Camp and homeowners near Thunder Bay will have to continue their fight against a gravel pit operating near Surprise Lake now that the Lakehead Rural Planning Board says it doesn't have the money to enforce the zoning rules.

The chair of the Lappe Services Board, Ralph Bullough, said land in the area is being abused by companies that know there are no enforcement bodies.

"We are looked at as being the source of gravel for the entire district, only because we can't provide a regulation,” said Bullough, who lives near the pit.

The planning board told Bullough to petition the province to allow the Ministry of Natural Resources to enforce the pits and quarries act in unincorporated areas.

Taranis Contracting has pulled its application to run a mobile crusher at the site, but Bullough said he fears other companies may try to set up shop.
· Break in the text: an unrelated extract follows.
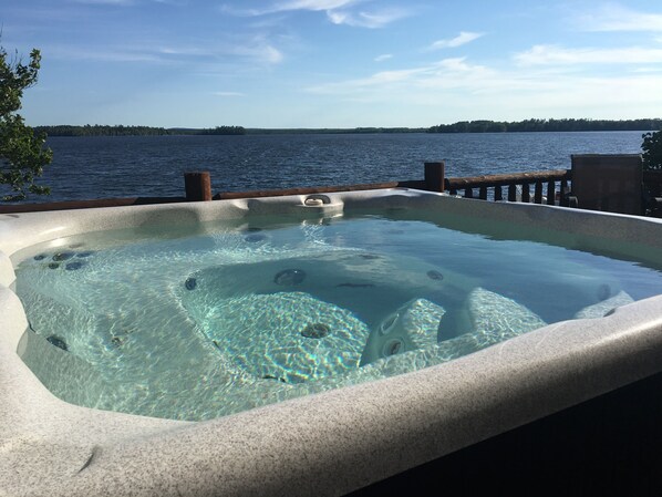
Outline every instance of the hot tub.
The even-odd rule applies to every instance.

Ralph Bullough and Murray Crane

Ralph Bullough, chair of the Lappe Services Board, and Murray Crane, member of the Trout Lake Campers Association, recently voiced their concerns to the Lakehead Rural Planning Board about the lack of quarry rule enforcement. (Jeff Walters/CBC)
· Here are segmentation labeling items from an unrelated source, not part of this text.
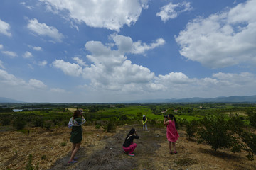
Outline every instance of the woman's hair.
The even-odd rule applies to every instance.
[[[127,135],[127,137],[125,138],[125,140],[127,140],[128,138],[128,137],[132,134],[134,134],[135,132],[135,129],[134,128],[132,128],[131,130],[129,132],[129,133]]]
[[[74,111],[73,118],[79,117],[80,114],[81,114],[80,110],[79,110],[78,109],[76,110],[75,111]]]
[[[169,117],[171,120],[173,120],[174,119],[175,125],[176,125],[176,118],[175,118],[174,115],[173,114],[169,114],[168,117]]]

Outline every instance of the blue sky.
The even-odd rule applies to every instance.
[[[255,95],[256,1],[2,0],[0,97]]]

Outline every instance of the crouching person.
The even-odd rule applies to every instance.
[[[134,156],[132,152],[137,147],[137,144],[133,142],[134,139],[139,139],[139,136],[137,136],[135,129],[132,128],[127,136],[126,137],[124,142],[123,144],[123,149],[124,152],[127,152],[128,155],[131,157]]]

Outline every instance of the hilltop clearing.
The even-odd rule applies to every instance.
[[[128,131],[135,128],[139,140],[131,157],[124,153],[122,145]],[[256,169],[256,160],[246,159],[245,152],[232,153],[220,149],[215,152],[206,144],[188,140],[186,132],[178,130],[177,154],[169,154],[164,126],[149,126],[142,130],[139,125],[118,127],[115,133],[83,126],[83,140],[78,152],[78,162],[68,163],[71,143],[70,130],[59,128],[46,130],[28,128],[30,133],[1,132],[0,169],[24,169],[32,155],[32,166],[39,169]]]

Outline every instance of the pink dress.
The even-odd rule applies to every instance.
[[[179,137],[177,130],[175,128],[174,120],[168,120],[169,123],[166,126],[166,137],[167,140],[171,142],[176,142]]]

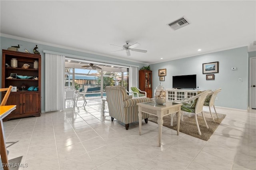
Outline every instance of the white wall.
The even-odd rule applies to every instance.
[[[214,73],[214,80],[206,80],[206,74],[202,74],[202,64],[215,61],[219,61],[219,73]],[[247,47],[244,47],[153,64],[150,65],[153,91],[160,82],[158,69],[166,69],[165,81],[161,81],[166,89],[172,87],[173,75],[196,74],[197,86],[199,89],[222,89],[217,96],[216,106],[247,109],[248,62]],[[237,69],[232,70],[232,67]],[[242,82],[238,82],[239,78],[242,79]]]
He said the main issue is the services board can't create or enforce bylaws.

"No matter how strongly we feel about it, we can't fund our own operation. We can't do it, so we're beggars in our own house … because we have no ability to do anything,” Bullough said.
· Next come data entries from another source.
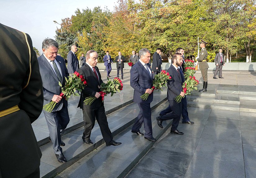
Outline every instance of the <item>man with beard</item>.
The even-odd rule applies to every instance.
[[[156,117],[157,124],[161,128],[163,128],[162,124],[163,121],[173,119],[171,133],[178,135],[184,134],[177,129],[181,115],[182,102],[177,103],[174,98],[179,95],[182,97],[185,96],[185,94],[182,91],[182,77],[178,68],[178,66],[181,66],[182,60],[182,57],[180,55],[174,55],[172,58],[172,64],[167,70],[167,72],[172,77],[172,79],[167,82],[167,99],[173,112]]]

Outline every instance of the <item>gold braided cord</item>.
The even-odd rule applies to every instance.
[[[8,109],[3,110],[0,111],[0,118],[4,116],[8,115],[9,114],[14,113],[20,110],[18,105],[16,105]]]
[[[29,43],[29,41],[28,41],[28,37],[27,36],[27,34],[24,32],[22,33],[25,35],[25,38],[26,38],[26,42],[27,42],[27,44],[28,45],[28,47],[29,47],[29,79],[28,79],[28,82],[27,82],[27,84],[25,86],[25,87],[22,88],[22,89],[24,89],[27,87],[29,84],[29,80],[30,79],[30,77],[31,75],[31,51],[30,49],[30,46]]]

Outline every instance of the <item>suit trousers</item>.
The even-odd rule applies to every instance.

“This is really a dysfunctional setup."

Lucy Kloosterhuis, the chair of the Lakehead Rural Planning Board,  said the property is not  zoned properly, and can't take the company to court.

"The time and the cost — we don't have the dollar bills to pay for it,” she said.

“It will take years. I think we will get a better result if we get someone to actually enforce the pits and quarries act."

Kloosterhuis said she’s hopeful the province will change the rules so the MNR can enforce the pits and quarries act in unincorporated areas.

The planning board members say they will lobby ministers at the Ontario Good Roads Conference Feb. 23-26 in Toronto.